97.Rg5 Rh7 [97...Qxe5 98.dxe5 Rh7 99.Rg7 Rxg7 100.fxg7 Rg8 101.Bf8 Ke8 102.g5 Rxf8 103.gxf8Q+ Kxf8 104.Kg3=]
98.Kg3 Reh8 99.Rg7 Qxe5+ 100.dxe5 Rxg7?
I thought this was clearly the right way to play, because I didn't see that sacrificing a pawn here would actually be better for me. [100...d4! 101.Bxc6+ Kxc6 102.cxd4 Kd5 103.Kf3 c3! 104.Kf4 Rh2 105.Rxf7 Rf2+ 106.Kg5 Rxc2 107.Rc7 Rf2 108.Kg6 c2 109.Bb6 a5! 110.Bxa5 Rh1 111.Rc5+ Ke4 112.f7 c1Q 113.Rxc1 Rxc1 114.Bd8 Rc8 115.Bf6 Rfc2–+] Now that's a hard line to see!
101.fxg7 Rg8 102.Bf8 Ke8 103.Kf4 Rxf8
This is why I played this line, believing that I could give back the exchange to go into an endgame up a pawn. I had no idea what a weird resource was available to white. Can you imagine a position where taking a free rook with a pawn with check is wrong? Well here it is!

104.gxf8Q+?
Who could have thought this was a mistake? Check out the amazing double-exclam move white had here! And on move 104 no less.
104.Kg5!! Rg8 (104...Ke7 105.gxf8Q+ Kxf8 106.Kf6+–) 105.Kf6 Rxg7 106.Kxg7 Ke7 107.g5 Bd7 108.Bh5 Be8 109.Kg8+–
104...Kxf8 105.g5 Ke7 106.Bh5 Be8 107.Ke3 Kd7 108.Kd4 Kc6 109.Bf3 Kb6 110.Bg4 Kc6 [¹110...Bd7=]

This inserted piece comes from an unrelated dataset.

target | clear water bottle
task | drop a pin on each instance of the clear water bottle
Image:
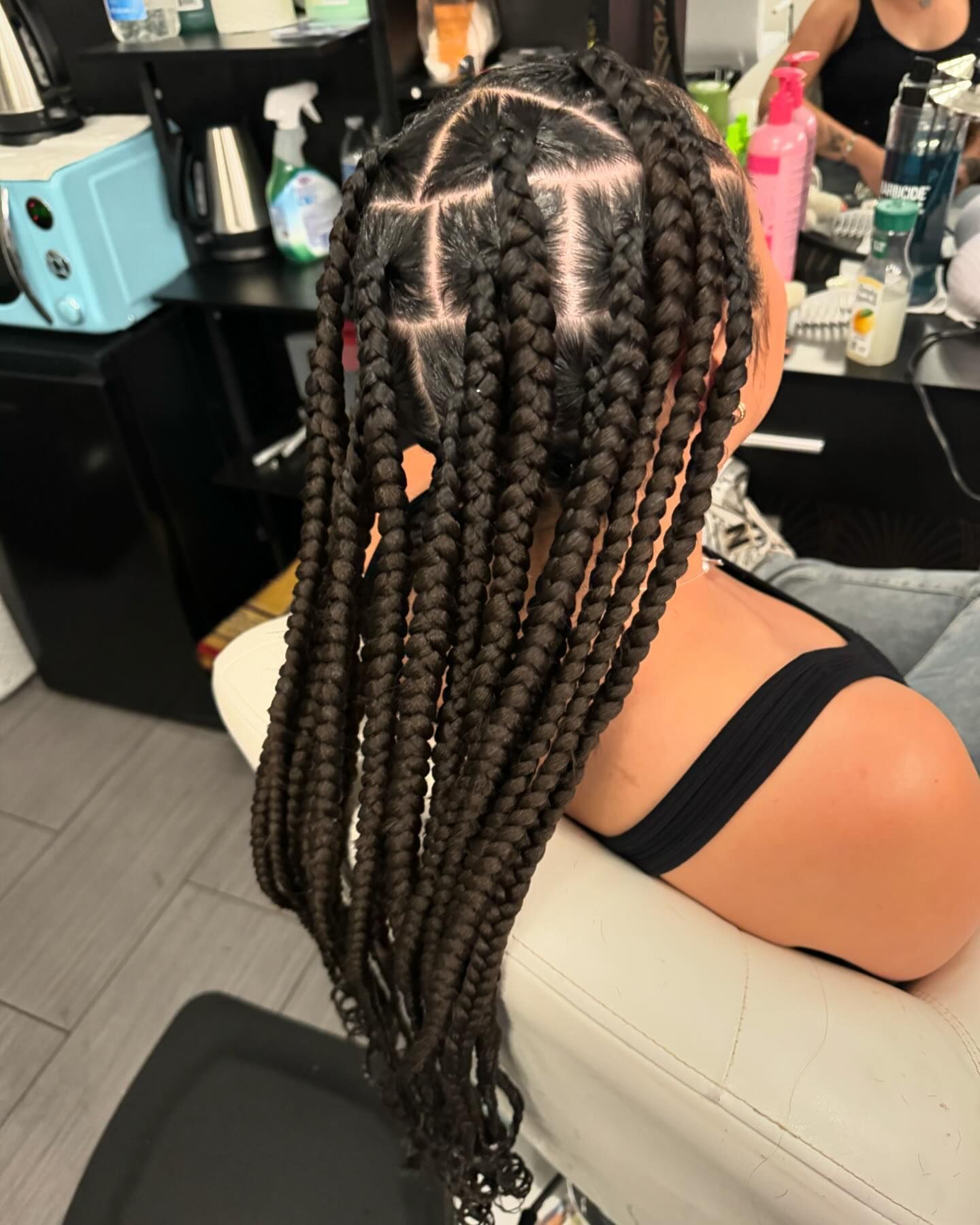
(144, 21)
(353, 147)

 I overlooked his tactic here or I would have played Bd7. I could tell that the spectators and IM Szalanczy thought I had blown it and was lost. To be honest, I thought I had as well, but I took a long time after 111.g6 and examined the position deeply and realized it was still a draw.

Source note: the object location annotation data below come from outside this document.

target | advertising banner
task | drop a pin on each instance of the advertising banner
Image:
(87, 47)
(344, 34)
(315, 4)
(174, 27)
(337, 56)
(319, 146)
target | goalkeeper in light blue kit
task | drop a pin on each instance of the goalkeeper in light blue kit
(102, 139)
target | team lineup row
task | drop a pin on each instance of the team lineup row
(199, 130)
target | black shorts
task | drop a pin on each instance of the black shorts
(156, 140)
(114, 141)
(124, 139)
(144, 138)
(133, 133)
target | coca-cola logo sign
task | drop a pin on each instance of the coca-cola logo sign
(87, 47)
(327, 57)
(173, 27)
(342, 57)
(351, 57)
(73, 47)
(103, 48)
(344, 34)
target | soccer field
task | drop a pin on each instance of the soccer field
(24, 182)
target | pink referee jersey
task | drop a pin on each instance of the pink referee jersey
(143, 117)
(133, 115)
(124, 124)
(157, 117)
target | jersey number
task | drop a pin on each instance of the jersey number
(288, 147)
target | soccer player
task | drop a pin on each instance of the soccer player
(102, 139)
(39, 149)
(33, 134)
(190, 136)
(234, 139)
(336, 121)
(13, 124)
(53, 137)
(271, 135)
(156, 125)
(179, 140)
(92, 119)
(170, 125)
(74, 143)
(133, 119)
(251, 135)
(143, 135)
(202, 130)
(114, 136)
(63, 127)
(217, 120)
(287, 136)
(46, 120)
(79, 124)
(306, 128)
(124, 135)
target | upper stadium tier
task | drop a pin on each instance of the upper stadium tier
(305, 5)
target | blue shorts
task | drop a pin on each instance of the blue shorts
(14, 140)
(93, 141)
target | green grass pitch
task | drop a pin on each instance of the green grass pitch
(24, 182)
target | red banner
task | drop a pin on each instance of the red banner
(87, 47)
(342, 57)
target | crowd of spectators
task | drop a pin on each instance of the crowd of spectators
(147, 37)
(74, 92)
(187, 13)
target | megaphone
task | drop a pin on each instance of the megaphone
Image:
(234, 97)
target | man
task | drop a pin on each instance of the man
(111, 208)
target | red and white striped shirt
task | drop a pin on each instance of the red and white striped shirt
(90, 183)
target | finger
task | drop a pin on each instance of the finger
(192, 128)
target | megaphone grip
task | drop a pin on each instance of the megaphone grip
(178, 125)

111.g6 fxg6 112.Bxe6 g5 113.Bxd5+ Kc7 114.Be4 Bd7 115.Kc5 Be6 116.Kd4 Kb6 117.Bd5 Bf5
Even taking the bishop is still a draw, though during the game I felt that taking the pawn on c2 was a must.
[117...Bxd5 118.Kxd5 g4 119.e6 Kc7 120.Ke4 Kd6 121.Kf4 Kxe6 122.Kxg4=]
118.e6 Bxc2 119.Ke5
Nothing white does here makes any progress.
[119.e7 Bg6 120.Be6 Be8 121.Bf5 a5 122.bxa5+ Kxa5 123.Kc5 Ka4 124.Bc2+ Ka3 125.Bd1 Kb2 126.Kb4 Kc1 127.Be2 Kd2 128.Bg4 Kc2=; 119.Bf3 Bg6 120.Kd5 a5 121.bxa5+ Kxa5 122.e7 Ka4 123.Be4 Be8=]
119...Bg6 120.Kf6 Be8 121.Kxg5 a5 122.bxa5+ Kxa5 123.Kf6 b4 124.cxb4+ Kxb4 125.Ke7 Bh5
½–½

I was really proud of this result, amazed that I could play a totally new opening for me against an IM and survive.